It’s been nearly a year since Monteith’s Crushed Apple Cider arrived on the market, refreshing Kiwi palates and invigorating a category that had been stagnant for many years.
But far from simply celebrating their success, or resting on their laurels, the Monteith’s brewers have been tinkering with recipes and working hard to perfect their next cider variant and cater for a growing demand for the historic drop which dates back to medieval times.
Their hard-work has paid off and Monteith’s Crushed Pear Cider is set to launch on 1st September 2010 in four-packs only, just in time for the summer months.
Monteith’s Crushed Pear Cider, like Crushed Apple cider doesn’t use concentrate to create it. Instead it’s made purely with sun ripened Nelson pears which are first crushed to release their juice, then directly fermented.

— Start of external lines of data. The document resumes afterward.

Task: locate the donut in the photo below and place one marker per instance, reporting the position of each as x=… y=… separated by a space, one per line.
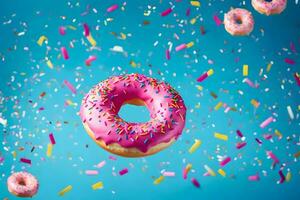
x=100 y=107
x=269 y=7
x=238 y=21
x=22 y=184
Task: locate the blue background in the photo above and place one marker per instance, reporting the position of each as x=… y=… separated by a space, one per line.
x=24 y=76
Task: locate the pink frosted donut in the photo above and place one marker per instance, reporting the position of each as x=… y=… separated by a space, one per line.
x=269 y=7
x=238 y=21
x=100 y=107
x=22 y=184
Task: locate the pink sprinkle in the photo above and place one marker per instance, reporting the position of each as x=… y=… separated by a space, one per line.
x=25 y=160
x=62 y=30
x=253 y=178
x=166 y=12
x=51 y=137
x=195 y=182
x=217 y=20
x=266 y=122
x=168 y=173
x=86 y=30
x=239 y=133
x=89 y=60
x=64 y=53
x=123 y=171
x=202 y=77
x=289 y=61
x=70 y=86
x=112 y=8
x=91 y=172
x=180 y=47
x=272 y=156
x=240 y=145
x=101 y=164
x=168 y=54
x=225 y=161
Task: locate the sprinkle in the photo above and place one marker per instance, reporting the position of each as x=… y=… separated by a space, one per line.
x=290 y=112
x=70 y=86
x=97 y=186
x=91 y=40
x=266 y=122
x=62 y=30
x=25 y=160
x=49 y=150
x=195 y=182
x=166 y=12
x=123 y=171
x=253 y=178
x=245 y=70
x=51 y=137
x=180 y=47
x=112 y=8
x=86 y=30
x=65 y=190
x=158 y=180
x=195 y=3
x=64 y=52
x=218 y=106
x=209 y=170
x=195 y=146
x=91 y=172
x=225 y=161
x=205 y=75
x=89 y=60
x=217 y=20
x=222 y=172
x=186 y=170
x=168 y=173
x=221 y=136
x=41 y=40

Because Monteith’s doesn’t use syrup concentrate, the end result is a lighter and truer cider And like its apple cousin, Monteith’s Crushed Pear Cider is best served over ice or enjoyed straight from the fridge.

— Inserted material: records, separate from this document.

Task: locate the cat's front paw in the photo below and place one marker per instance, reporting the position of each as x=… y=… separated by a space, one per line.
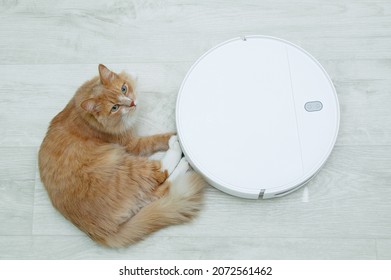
x=173 y=140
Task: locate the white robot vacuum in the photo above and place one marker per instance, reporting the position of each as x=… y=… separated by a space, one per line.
x=257 y=117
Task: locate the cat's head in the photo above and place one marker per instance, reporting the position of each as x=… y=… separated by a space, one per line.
x=110 y=101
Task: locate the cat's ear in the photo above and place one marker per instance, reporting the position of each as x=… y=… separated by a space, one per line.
x=106 y=76
x=90 y=105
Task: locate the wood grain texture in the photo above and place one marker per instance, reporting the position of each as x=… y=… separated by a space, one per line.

Monteith’s marketing manager, Russell Browne says the recent growth in cider has been phenomenal given it wasn’t even a consideration for most people over a year ago.
“A year on, and thanks largely to Monteith’s Crushed Apple Cider, the image and appeal of cider has greatly improved to the extent it is now 1% of the total grocery alcohol value. In fact, our Monteith’s Crushed Apple Cider is now the most popular cider in New Zealand.
“International research shows cider sales are increasing year on in markets such as America, South Africa and Australia and we expect that to be the case in New Zealand thanks to innovations like ours including our new Monteith’s Crushed Pear Cider.”